So also a former schoolmate of mine, Don Cupitt, later a professor of theology at Cambridge: “John’s words ought to be translated, ‘the Word was with God the Father, and the Word was the Father’s own Word,’ to stress that the Word is not an independent divine being, but is the only God’s own self-expression.’” This preserves monotheism.

In John 1:1 “the word” cannot be a person. The preposition pros in the “word was with God” is used when a thing, not a person, is with a person. Thus the word cannot be a person, but rather the word or Gospel Message. When John means a thing with a person he uses pros, as in John 1:1.

Note too, the neuter “light” of John verse 5 becomes the masculine person, Jesus in verse 10. That is, the “it” of the light becomes the “him” of the Messiah who as the prologue develops, appears as the uniquely begotten Son, there being almost certainly a reference to his virginal begetting in John 1:13 (reading “he who was begotten by God”).

Then in John 1:14 “the word became flesh” describes the same transition and transformation as the “water became wine,” and “stones become bread.” The word “became” here marks, of course, a vivid superseding of water by wine. Thus also the word becoming flesh means that the word changed from one thing or form to another. It is logically impossible for the “word” of John 1:1 to be Jesus!

Such a reading would empty the word “became” of all meaning. The point can be made like this. When egeneto = “became” is found with a complement, in the form A became B, then B cannot equal or be the same as A. Thus Jesus is a human being who perfectly speaks the word or message of God his Father. The “word” of John 1:1 has assumed an exciting brand new definition (v. 14), a human person, Jesus. God now speaks uniquely, as Jesus keeps saying.

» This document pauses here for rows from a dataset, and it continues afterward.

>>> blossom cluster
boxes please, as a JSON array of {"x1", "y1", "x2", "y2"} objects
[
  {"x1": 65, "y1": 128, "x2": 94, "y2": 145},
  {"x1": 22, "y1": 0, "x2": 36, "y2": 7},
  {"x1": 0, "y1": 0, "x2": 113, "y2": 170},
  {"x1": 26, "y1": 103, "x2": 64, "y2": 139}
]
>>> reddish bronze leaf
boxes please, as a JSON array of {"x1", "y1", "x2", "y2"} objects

The meaning of “became flesh” is agreed by all the standard lexicons. The word became flesh (o logos sarx egeneto). “Of persons and things, which change their nature, to indicate their entering a new condition: become something” (Bauer’s Lexicon). As also in: “I became a minister.” “It became a large tree.” “He did not exalt himself to be made high priest.” “Water became wine.” Lot’s wife “became a pillar of salt.” The “staff became a snake.” Daniel Wallace: “as in sarx egeneto [became flesh], sarx [flesh] expresses the state into which the divine word entered by a definite act.”

Compare, by contrast, “the word was God” (John 1:1: een, verb ‘to be,’ not ‘become’). There is no change or becoming in verse 1! “Was” in verse 1 is not the same as “became” in verse 14. “Observe the contrast between the egeneto (became) of John the Baptist’s appearance [v. 6] and the een (was) of the logos, between the man John, sent from God, and the ‘word became flesh.’”[2]

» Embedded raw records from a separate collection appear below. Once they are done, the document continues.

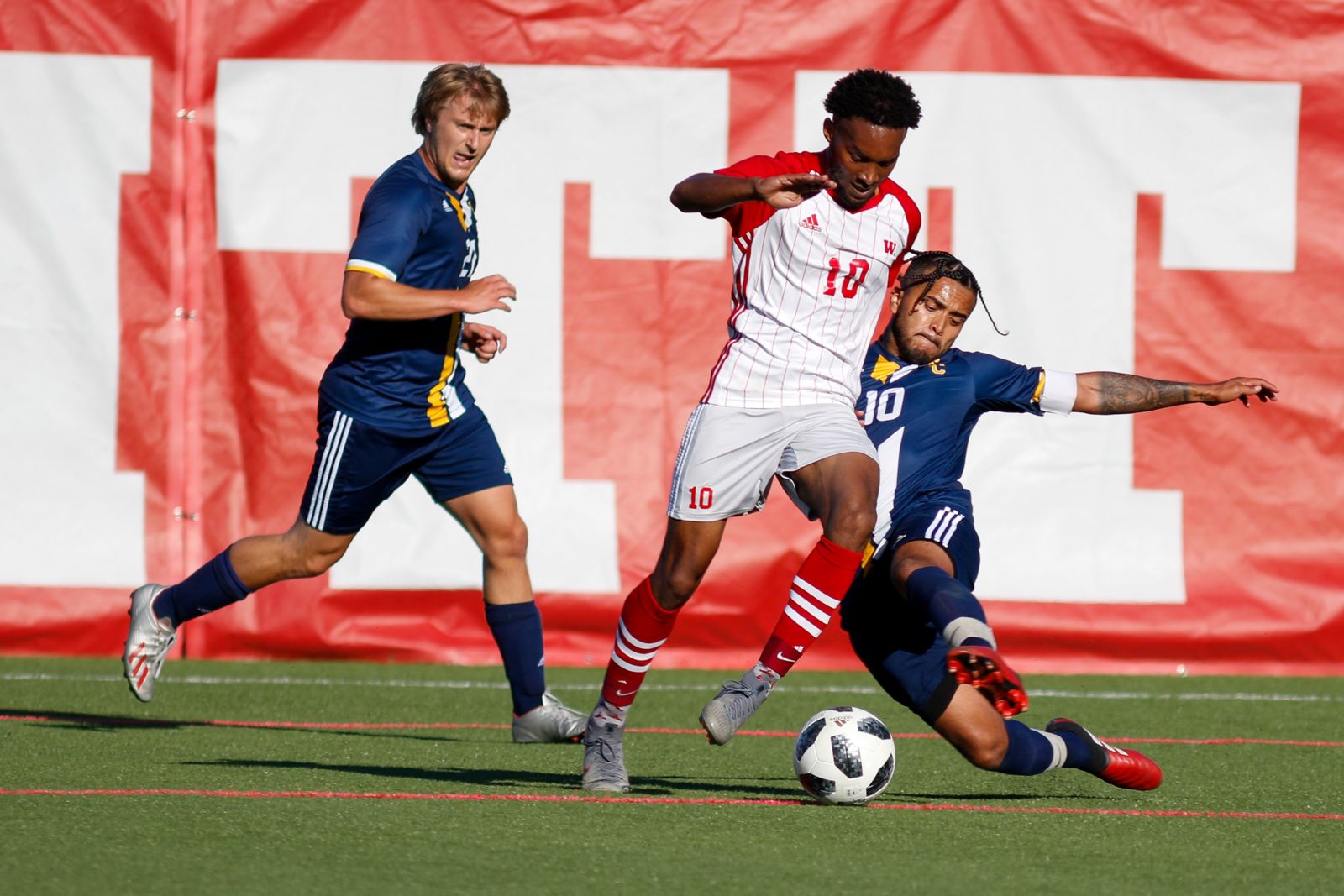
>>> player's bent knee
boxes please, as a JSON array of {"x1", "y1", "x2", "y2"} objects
[
  {"x1": 825, "y1": 505, "x2": 878, "y2": 551},
  {"x1": 298, "y1": 547, "x2": 345, "y2": 579},
  {"x1": 961, "y1": 737, "x2": 1008, "y2": 771},
  {"x1": 481, "y1": 516, "x2": 527, "y2": 562}
]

As Goppelt says so well, Jesus is what the word became, not one-to-one equal to the word: “The logos of the prologue became Jesus. Jesus was the logos become flesh, not the logos as such.”

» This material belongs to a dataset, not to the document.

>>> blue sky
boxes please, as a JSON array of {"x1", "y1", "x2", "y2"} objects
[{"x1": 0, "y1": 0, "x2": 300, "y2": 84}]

“Became” in verse 14 marks the transition. Note how obviously Jewish all this is:

 “One of the most interesting correspondences in the Qumran literature is in fact with John 1:3: ‘By his knowledge everything has been brought into being. And everything that is, he established by his purpose; and apart from him nothing is done’ 1QS 11:11). The equation Knowledge = Wisdom = Logos would not be hard to make.”[3]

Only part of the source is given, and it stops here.